Stream Tool

The Stream tool allows you to run a Streaming Expressions in Solr and see the results from the command line. It is very similar to the Stream Screen, but is part of the bin/solr CLI. Being a CLI, you can pipe content into it similar to other Unix style tools, as well as run actually RUN many kinds of expressions locally as well.

The Stream Tool is classified as "experimental". It may change in backwards-incompatible ways as it evolves to cover additional functionality.

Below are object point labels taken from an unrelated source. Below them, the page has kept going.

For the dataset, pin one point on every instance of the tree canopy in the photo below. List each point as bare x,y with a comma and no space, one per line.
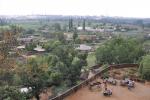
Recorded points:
144,68
119,50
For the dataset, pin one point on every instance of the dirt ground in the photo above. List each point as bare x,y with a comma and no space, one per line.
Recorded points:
140,92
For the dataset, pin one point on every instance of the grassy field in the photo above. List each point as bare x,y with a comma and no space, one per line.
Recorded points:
91,59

To run it, open a terminal and enter:

$ bin/solr stream --header -c techproducts --delimiter=\| 'search(techproducts,q="name:memory",fl="name,price")'

This will run the provided streaming expression on the techproducts collection on your local Solr and produce:

name|price
CORSAIR  XMS 2GB (2 x 1GB) 184-Pin DDR SDRAM Unbuffered DDR 400 (PC 3200) Dual Channel Kit System Memory - Retail|185.0
CORSAIR ValueSelect 1GB 184-Pin DDR SDRAM Unbuffered DDR 400 (PC 3200) System Memory - Retail|74.99
A-DATA V-Series 1GB 184-Pin DDR SDRAM Unbuffered DDR 400 (PC 3200) System Memory - OEM|
Notice how we used the pipe character (|) as the delimiter? It required a backslash for escaping it so it wouldn’t be treated as a pipe within the shell script.

You can also specify a file with the suffix .expr containing your streaming expression. This is useful for longer expressions or if you are experiencing shell character-escaping issues with your expression.

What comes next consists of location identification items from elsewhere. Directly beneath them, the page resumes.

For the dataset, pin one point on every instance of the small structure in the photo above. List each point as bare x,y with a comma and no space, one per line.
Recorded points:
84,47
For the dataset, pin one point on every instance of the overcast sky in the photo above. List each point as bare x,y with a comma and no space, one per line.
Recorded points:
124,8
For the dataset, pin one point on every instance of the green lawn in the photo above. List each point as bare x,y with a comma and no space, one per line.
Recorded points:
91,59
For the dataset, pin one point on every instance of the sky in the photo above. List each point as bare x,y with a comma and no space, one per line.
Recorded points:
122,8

Assuming you have create the file stream.expr with the contents:

# Stream a search

search(
  techproducts,
  q="name:memory",
  fl="name,price",
  sort="price desc"
)

Then you can run it on the Solr collection techproducts, specifying you want a header row:

$ bin/solr stream --header -c techproducts stream.expr

And this will produce:

name   price
CORSAIR  XMS 2GB (2 x 1GB) 184-Pin DDR SDRAM Unbuffered DDR 400 (PC 3200) Dual Channel Kit System Memory - Retail   185.0
CORSAIR ValueSelect 1GB 184-Pin DDR SDRAM Unbuffered DDR 400 (PC 3200) System Memory - Retail   74.99
A-DATA V-Series 1GB 184-Pin DDR SDRAM Unbuffered DDR 400 (PC 3200) System Memory - OEM

Using the bin/solr stream Tool

To use the tool you need to provide the streaming expression either inline as the last argument, or provide a file ending in .expr that contains the expression.

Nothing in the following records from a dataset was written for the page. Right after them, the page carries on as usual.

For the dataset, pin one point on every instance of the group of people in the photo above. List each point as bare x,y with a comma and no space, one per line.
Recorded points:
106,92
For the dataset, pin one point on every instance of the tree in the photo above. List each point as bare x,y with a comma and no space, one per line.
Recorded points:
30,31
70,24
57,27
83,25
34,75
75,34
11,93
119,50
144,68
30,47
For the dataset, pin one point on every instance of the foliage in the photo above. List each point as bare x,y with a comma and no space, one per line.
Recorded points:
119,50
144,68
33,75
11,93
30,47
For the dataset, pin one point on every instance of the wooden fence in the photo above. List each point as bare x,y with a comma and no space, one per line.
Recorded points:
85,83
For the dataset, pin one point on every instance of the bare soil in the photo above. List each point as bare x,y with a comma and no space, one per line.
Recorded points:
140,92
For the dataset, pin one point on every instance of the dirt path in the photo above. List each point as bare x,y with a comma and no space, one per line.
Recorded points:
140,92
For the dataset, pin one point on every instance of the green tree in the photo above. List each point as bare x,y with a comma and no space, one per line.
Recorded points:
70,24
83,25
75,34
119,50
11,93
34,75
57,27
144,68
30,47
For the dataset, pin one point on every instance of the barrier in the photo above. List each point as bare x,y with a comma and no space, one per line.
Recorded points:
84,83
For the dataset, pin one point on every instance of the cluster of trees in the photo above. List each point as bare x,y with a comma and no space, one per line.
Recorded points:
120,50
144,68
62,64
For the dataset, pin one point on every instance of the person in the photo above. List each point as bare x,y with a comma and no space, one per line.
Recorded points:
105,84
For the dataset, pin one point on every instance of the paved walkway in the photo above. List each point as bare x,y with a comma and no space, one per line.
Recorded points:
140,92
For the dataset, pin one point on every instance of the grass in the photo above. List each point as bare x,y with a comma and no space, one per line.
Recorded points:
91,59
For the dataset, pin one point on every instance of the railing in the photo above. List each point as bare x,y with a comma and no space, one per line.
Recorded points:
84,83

The --help (or simply -h) option will output information on its usage (i.e., bin/solr stream --help):

usage: bin/solr stream [--array-delimiter <CHARACTER>] [-c <NAME>] [--delimiter <CHARACTER>] [-e <ENVIRONMENT>] [-f
       <FIELDS>] [-h] [--header] [-s <HOST>] [-u <credentials>] [-v] [-z <HOST>]

List of options:
    --array-delimiter <CHARACTER>   The delimiter multi-valued fields. Default to using a pipe (|) delimiter.
 -c,--name <NAME>                   Name of the specific collection to execute expression on if the execution is set
                                    to 'remote'. Required for 'remote' execution environment.
    --delimiter <CHARACTER>         The output delimiter. Default to using three spaces.
 -e,--execution <ENVIRONMENT>       Execution environment is either 'local' (i.e CLI process) or via a 'remote' Solr
                                    server. Default environment is 'remote'.
 -f,--fields <FIELDS>               The fields in the tuples to output. Defaults to fields in the first tuple of result
                                    set.
 -h,--help                          Print this message.
    --header                        Specify to include a header line.
 -s,--solr-url <HOST>               Base Solr URL, which can be used to determine the zk-host if that's not known;
                                    defaults to: http://localhost:8983.
 -u,--credentials <credentials>     Credentials in the format username:password. Example: --credentials solr:SolrRocks
 -v,--verbose                       Enable verbose command output.
 -z,--zk-host <HOST>                Zookeeper connection string; unnecessary if ZK_HOST is defined in solr.in.sh;
                                    otherwise, defaults to localhost:9983.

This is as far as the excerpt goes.